Julie Stahl lost her 18-year-old son two years ago when he was hit head-on by another driver who was high on drugs. She was (and is) devastated, of course, but found no comfort in the religious platitudes she received from people — things like “God has a plan for us all” or “He’s looking down on you and keeping you safe” or “Your son will be waiting for you in heaven.”
That led Julie to write a powerful piece entitled, “Don’t Inject Your Religious Beliefs In My Grief“…
To an atheist like me, these aphorisms are loaded with offense. They feel presumptuous, taking for granted a shared belief in a higher power and an afterlife. They are also condescending. After all, if I believed in a god and/or a heaven, wouldn’t it have already occurred to me to take comfort from my faith in these? They insult my intelligence, all of them being childishly simplistic and illogical. No. 5, for example, would have me believe my son has become an angel who will watch over me. I guess I’m not supposed to wonder where his angel was (my mother, for instance, who adored him and died 10 years ago), when he needed one. Why would I get one, but he would not? As for him waiting for me in heaven, if I thought that were the case, do you think I’d still be here? I would have committed suicide days, perhaps even hours, after he was killed.

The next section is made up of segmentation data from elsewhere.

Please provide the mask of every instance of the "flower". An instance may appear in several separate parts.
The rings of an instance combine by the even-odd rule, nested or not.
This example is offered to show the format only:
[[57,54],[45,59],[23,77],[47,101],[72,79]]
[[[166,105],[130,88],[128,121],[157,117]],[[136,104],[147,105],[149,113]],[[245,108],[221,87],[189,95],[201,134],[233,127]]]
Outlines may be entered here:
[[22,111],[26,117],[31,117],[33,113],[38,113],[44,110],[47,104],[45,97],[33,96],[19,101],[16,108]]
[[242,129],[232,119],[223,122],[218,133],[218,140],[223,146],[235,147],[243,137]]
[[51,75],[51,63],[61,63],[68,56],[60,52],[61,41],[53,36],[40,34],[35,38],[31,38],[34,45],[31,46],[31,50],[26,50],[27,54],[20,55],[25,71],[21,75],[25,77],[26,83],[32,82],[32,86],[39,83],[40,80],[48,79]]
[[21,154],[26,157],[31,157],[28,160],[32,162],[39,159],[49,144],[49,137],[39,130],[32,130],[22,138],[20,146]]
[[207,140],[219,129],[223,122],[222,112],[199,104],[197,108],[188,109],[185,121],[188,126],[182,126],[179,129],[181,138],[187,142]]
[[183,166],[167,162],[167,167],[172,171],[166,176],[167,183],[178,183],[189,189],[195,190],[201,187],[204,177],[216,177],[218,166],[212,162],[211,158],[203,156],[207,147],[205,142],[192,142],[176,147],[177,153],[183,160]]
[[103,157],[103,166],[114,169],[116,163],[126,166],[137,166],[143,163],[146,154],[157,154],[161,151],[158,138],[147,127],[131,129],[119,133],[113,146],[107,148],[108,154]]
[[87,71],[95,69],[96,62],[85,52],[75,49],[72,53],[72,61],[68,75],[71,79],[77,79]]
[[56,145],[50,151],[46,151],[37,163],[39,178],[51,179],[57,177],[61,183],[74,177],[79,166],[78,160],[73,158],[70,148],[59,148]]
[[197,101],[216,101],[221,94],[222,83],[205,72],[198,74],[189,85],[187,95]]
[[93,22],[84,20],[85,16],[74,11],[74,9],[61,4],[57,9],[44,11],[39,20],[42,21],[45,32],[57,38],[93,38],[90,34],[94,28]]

Julie goes on to include a list of things you can say to someone who is grieving the loss of a loved one…
If you can’t say any of these things, it’s OK to say nothing. You can even say, “I realize there is nothing I can say.” That is profoundly more helpful, honest and comforting than the empty, “God has a reason for everything.” Life is random. Death is random. And unless you die painlessly in your sleep at a ripe old age, it rarely makes sense. Nothing you can say to me in the wake of my child’s death is going to have it make sense.
The bottom line is you can’t fix me, no matter what you say or do. There are no magic words that will ease my sorrow. If I’m lucky, the passage of time and the loving, happy memories I have of my son will rise to the surface of my heart and crowd out the anger at the man who killed him, the guilt for not being able to protect my child from harm, the remorse for not doing something I might have done that could have changed the course of events that day. If you really want to help, then offer to help, or say something that draws on your humanity, my humanity, and the fact that we are all in this thing called “life” together.